И такое бурлило во мне чувство удовольствия и радости жизни, что хотелось влезть на крышу и орать оттуда, чтобы все слышали - меня переполняет восторг.
А иногда я с трудом поднималась с кровати, и едва побрызгав в лицо холодной водой, вытиралась холщовым полотенцем, медленно проводила пару раз щёткой по отросшим волосам и всматривалась в своё отражение, пытаясь понять, кто я и кто он, и почему мне снится.
Без аппетита поковырявшись в тарелке, шла к окну, подолгу стояла, бездумно глядя на снег, что ровным слоем устилал двор, на ребятишек прислуги, что больше играли в снежки, чем помогали взрослым, на весёлую собачку, что с громким лаем, проникающим даже через двойные зимние рамы, носилась следом за детворой.
Вздыхала - меня ничего не радовало. Да и делать ничего не хотелось и не моглось.
Хотелось сесть в угол дивана, свернуться калачом, как кошка, и лежать, глядя в небо через высокое окно.
И я ложилась, сворачивалась калачом и лежала.
Лежала и казнилась, что не могу взять себя в руки, подняться и заставить работать. И если вставала, прикладывая нечеловеческие усилия, снова застревала возле окна и погружалась в свои вялые, как срезанные и забытые на солнце цветы, мысли. Желаний и вовсе никаких, даже вялых, не оставалось.
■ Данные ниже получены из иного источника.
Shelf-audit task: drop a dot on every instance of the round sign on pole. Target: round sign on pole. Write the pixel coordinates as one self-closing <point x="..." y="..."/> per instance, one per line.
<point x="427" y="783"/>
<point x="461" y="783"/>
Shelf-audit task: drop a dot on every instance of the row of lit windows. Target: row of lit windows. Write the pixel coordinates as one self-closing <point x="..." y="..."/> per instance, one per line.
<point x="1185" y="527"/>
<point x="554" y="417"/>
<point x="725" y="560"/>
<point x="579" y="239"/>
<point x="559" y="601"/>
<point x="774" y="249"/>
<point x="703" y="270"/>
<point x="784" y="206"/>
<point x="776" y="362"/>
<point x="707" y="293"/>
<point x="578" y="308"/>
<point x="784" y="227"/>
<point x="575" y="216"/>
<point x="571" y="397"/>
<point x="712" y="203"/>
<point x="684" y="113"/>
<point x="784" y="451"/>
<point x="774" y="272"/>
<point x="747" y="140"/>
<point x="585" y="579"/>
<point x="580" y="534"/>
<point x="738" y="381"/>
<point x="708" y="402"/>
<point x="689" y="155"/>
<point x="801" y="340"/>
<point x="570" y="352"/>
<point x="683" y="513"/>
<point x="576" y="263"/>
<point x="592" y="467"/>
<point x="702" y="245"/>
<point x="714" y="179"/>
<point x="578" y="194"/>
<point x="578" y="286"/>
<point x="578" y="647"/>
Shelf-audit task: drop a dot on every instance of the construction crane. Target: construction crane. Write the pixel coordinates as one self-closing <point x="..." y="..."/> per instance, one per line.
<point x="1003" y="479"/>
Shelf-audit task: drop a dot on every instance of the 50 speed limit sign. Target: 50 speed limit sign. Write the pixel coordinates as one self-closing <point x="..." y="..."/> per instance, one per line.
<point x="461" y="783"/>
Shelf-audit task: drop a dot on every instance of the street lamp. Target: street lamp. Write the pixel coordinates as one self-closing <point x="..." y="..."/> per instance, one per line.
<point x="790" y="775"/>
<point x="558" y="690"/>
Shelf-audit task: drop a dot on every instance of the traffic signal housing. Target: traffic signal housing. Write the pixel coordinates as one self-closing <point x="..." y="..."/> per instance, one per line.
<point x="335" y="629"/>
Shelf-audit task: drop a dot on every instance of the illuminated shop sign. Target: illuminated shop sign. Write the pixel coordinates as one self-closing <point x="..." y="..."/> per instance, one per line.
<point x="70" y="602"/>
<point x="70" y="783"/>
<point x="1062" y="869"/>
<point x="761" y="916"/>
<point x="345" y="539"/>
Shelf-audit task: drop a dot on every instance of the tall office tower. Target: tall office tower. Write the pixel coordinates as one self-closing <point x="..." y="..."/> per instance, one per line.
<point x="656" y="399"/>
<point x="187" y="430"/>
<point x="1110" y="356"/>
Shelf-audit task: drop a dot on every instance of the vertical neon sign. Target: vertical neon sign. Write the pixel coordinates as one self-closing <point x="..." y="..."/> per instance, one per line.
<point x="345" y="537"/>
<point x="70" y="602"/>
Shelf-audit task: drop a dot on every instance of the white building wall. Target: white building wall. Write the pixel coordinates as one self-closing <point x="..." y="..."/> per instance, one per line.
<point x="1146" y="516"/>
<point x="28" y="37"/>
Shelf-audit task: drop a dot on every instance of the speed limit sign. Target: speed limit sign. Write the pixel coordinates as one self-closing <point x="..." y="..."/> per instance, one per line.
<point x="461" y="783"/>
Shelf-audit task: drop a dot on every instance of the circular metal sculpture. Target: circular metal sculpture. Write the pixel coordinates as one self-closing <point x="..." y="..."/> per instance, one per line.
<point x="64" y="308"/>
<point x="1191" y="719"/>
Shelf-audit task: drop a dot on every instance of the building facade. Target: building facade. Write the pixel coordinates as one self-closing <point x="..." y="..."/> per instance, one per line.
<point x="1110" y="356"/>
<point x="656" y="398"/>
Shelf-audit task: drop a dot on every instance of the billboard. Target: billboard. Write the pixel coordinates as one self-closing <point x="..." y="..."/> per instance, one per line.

И снова шла в гостиную или столовую, закутывалась в шаль и, не зажигая огня, дожидалась отца из конторы.
Он приходил в сумерках, пахнущий свежестью и морозом, такой улыбчивый, хоть и уставший. Присаживался рядом, брал мою ладонь в свои, брови поднимал домиком:
- Что, девочка моя, опять грустишь?
- Не знаю, батюшка, - пожимала одним плечом. - Вроде и всё хорошо, но как-то... не пойму. Будто не на месте.
- Переживаешь из-за помолвки?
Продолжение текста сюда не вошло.